Earned Pilot’s License: 1932

Became the First Woman to Fly in the Bendix Transcontinental Air Race: 1935

Became the First Woman to Break the Sound Barrier: 1953

Jacqueline Cochran, originally named Bessie Lee Pitman, grew up in extreme poverty. As a child, Jacqueline had to work a variety of jobs in order to combat her financial struggles. This included working on a cotton mill, cleaning, working with midwives and other odds and ends jobs. This also lead her to have little to no formal education as a child. Despite these struggles, Jacqueline persevered and held a strong determination to turn her life around.

During her teenage years, Jacqueline entered the beauty world and became a hairdresser. She quickly picked up techniques and was able to make a name for herself in the beauty world by the early 1930’s. Through her connections in the beauty industry, Jacqueline was introduced to Floyd Oldam at a dinner party, who inspired her to enter the field of aviation. This moment would prove to be the pivotal turning point in her life, and lead Jacqueline to become one of the most influential figures in aviation history.

In 1932, Jacqueline Cochran began taking flight lessons and earned her wings in three short weeks. From there, she began to expand her training and gained a great deal of experience. She was determined to prove those who doubted her wrong, and become the best pilot she could be. This is when Jacqueline broke the barrier in aviation and started crushing numerous records.

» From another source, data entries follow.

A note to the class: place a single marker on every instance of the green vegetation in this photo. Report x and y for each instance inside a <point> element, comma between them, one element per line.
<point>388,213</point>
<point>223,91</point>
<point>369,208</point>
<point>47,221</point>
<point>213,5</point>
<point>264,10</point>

Her accomplishments and records include:

First woman to fly in the Bendix Transcontinental Air Race, 1935

First woman to complete a blind instrument landing, 1937

Won the Bendix Transcontinental Air Race, 1938

First woman to fly a bomber across the Atlantic Ocean

First woman civilian to win the Distinguished Service Medal, 1945

First Woman to Break the Sound Barrier, 1953

Held more speed, altitude and distance records than any other pilot in the world (until the 1980’s)

One of the most notable things that Jacqueline Cochran was involved with was the formation and advancement of the Women’s Airforce Service Pilots (WASP). Just before World War II, Jacqueline was part of the British Air Transport Auxiliary (ATA). The British ATA recruited and trained female pilots to ferry aircraft as part of a war transport service. She soon returned to the US and proposed a similar program that could aid the US war efforts, WASP. WASP supplied upwards of a thousand auxiliary pilots, and helped expand opportunities for women during the war. Jacqueline Cochran acted as the director and leader of WASP until it was disbanded at the end of the war.

Jacqueline was a force in the aviation world. She fought to expand opportunities for women and didn’t let her struggles define her. Her tenacity and conviction throughout her career sets her apart from other pilots and makes her a true inspiration to many around the world.